Os núcleos da base, conforme Andrea, são fundamentais na automatização. Eles são estruturas encontradas na substância branca do cérebro e têm a função de modular os movimentos do corpo: “Uma das áreas que são solicitadas para que haja o sequenciamento ideal para esse movimento são os núcleos da base. Eles vão ser recrutados para que o planejamento adequado e, principalmente, a iniciação do movimento aconteça. Eles processam a informação que chegou até eles e devolvem essa ‘receita’ de como o movimento deve ser realizado para o córtex cerebral que vai fazer a conexão com as áreas de execução do movimento. A ordem que essas áreas são ativadas é muito importante para que o movimento aconteça da maneira correta e para que o indivíduo tenha sucesso na ação que ele vai realizar”.
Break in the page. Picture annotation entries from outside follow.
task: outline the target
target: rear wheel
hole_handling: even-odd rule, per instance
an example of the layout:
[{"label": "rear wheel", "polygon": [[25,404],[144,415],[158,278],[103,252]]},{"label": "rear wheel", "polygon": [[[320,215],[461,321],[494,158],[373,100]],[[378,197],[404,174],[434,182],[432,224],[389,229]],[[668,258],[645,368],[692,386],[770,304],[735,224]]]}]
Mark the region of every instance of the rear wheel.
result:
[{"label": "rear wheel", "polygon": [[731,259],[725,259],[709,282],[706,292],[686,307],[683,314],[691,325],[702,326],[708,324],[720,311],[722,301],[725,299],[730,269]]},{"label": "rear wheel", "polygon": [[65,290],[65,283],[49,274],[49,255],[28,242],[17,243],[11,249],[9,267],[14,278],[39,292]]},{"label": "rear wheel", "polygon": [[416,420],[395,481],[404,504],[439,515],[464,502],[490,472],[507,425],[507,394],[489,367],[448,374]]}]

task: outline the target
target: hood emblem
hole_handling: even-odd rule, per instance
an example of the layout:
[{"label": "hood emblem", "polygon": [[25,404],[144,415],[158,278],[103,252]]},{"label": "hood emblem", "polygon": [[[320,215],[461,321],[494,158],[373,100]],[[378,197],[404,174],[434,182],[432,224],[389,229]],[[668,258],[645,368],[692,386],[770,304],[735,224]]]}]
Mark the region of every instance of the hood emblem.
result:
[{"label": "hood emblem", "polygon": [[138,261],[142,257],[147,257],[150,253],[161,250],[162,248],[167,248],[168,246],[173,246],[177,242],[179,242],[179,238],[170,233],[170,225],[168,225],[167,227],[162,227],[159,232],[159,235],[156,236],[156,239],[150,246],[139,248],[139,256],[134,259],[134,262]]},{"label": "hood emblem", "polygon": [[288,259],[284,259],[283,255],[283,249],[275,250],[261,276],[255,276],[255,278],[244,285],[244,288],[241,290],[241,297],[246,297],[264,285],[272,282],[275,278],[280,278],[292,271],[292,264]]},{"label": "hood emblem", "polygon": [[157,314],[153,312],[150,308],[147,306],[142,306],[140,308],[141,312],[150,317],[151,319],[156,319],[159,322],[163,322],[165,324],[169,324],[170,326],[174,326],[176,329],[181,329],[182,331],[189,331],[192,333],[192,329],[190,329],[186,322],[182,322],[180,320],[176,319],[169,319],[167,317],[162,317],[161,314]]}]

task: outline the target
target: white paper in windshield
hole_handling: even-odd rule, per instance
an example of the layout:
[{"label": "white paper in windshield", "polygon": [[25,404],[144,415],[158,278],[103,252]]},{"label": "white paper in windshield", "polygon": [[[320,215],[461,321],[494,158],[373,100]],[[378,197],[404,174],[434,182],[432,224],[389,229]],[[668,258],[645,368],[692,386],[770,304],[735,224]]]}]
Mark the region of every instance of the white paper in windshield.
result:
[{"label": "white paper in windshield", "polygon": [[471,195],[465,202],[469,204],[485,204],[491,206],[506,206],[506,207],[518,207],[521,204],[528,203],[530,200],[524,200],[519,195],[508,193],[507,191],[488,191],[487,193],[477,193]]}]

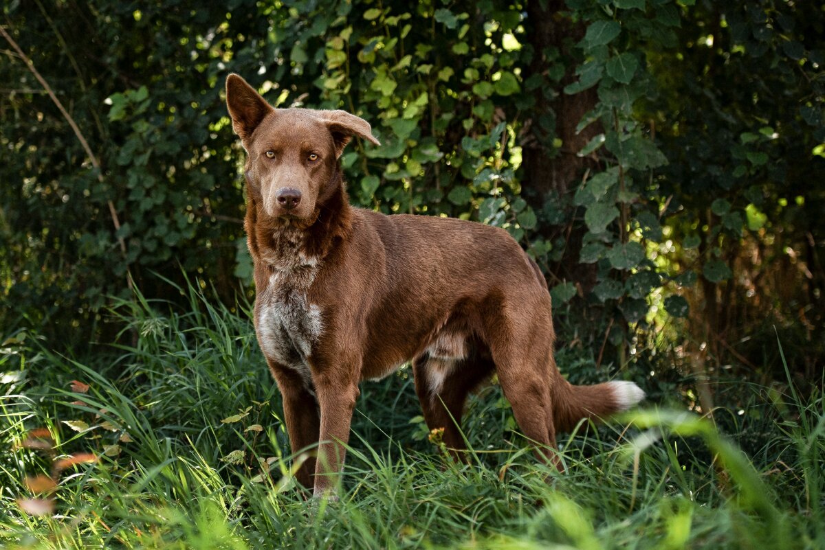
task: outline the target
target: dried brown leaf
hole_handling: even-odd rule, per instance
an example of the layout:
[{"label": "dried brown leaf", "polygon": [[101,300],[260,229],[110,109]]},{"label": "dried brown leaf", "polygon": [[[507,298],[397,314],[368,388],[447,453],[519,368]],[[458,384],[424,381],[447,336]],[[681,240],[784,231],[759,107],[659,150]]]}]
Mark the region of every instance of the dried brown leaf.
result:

Entretanto, eles não estão sozinhos e se juntam aos engramas. “Para que o movimento automático aconteça, o sistema nervoso, especialmente a região dos núcleos da base, participa bastante desse processo de construção do que a gente chama de engramas. Eles são sequências de ativação de redes neurais que ativarão, consequentemente, determinados músculos para que uma ação motora aconteça. Então, a construção desses engramas é essencial para que a gente consiga automatizar essas atividades que fazem parte da nossa rotina”, explica Andrea.
Exemplos de memória muscular
Tudo isso é realizado para destinar a consciência para problemas mais importantes enquanto o corpo realiza a ação motora automatizada, além de economizar energia, já que uma sequência nervosa mais rápida será escolhida para o movimento em questão: “O nosso processamento consciente tem um gasto energético bastante grande e a nossa consciência precisa estar direcionada a algumas ações específicas, que muitas vezes não estão relacionadas ao movimento”, diz a especialista.
Por exemplo, é comum se distrair e pegar um caminho corriqueiro quando se dirige, já que, provavelmente, os pensamentos estavam destinados a outros assuntos. “Isso que a gente chama de realizar ações sem um processamento consciente é como se o nosso sistema nervoso, com as repetições, fosse fazendo uma depuração do ato motor, retirando conexões que não são importantes para a execução daquela determinada tarefa”, completa a especialista.
“Quando a gente fala da capacidade de andar, a gente tem algumas regiões do sistema nervoso envolvidas. Esse movimento de mexer os membros inferiores precisa estar mais automatizado, porque os meus níveis superiores de consciência precisam estar preocupados com outras ações que não o movimento das minhas pernas. Então, a minha atenção, por exemplo, precisa estar direcionada para o objetivo daquela marcha: para onde eu estou indo, qual velocidade eu preciso ter na minha marcha, qual o horário – eu estou em cima da hora, eu estou atrasada ou não?; eu estou entrando no prédio do meu trabalho, qual é o andar que eu trabalho? Ou seja, as áreas do meu sistema nervoso ligadas a esse processamento mais consciente estão como que ocupadas com outras funções: elas estão preocupadas com o contexto, mas não são a ação motora de fato”, acrescenta a fisioterapeuta.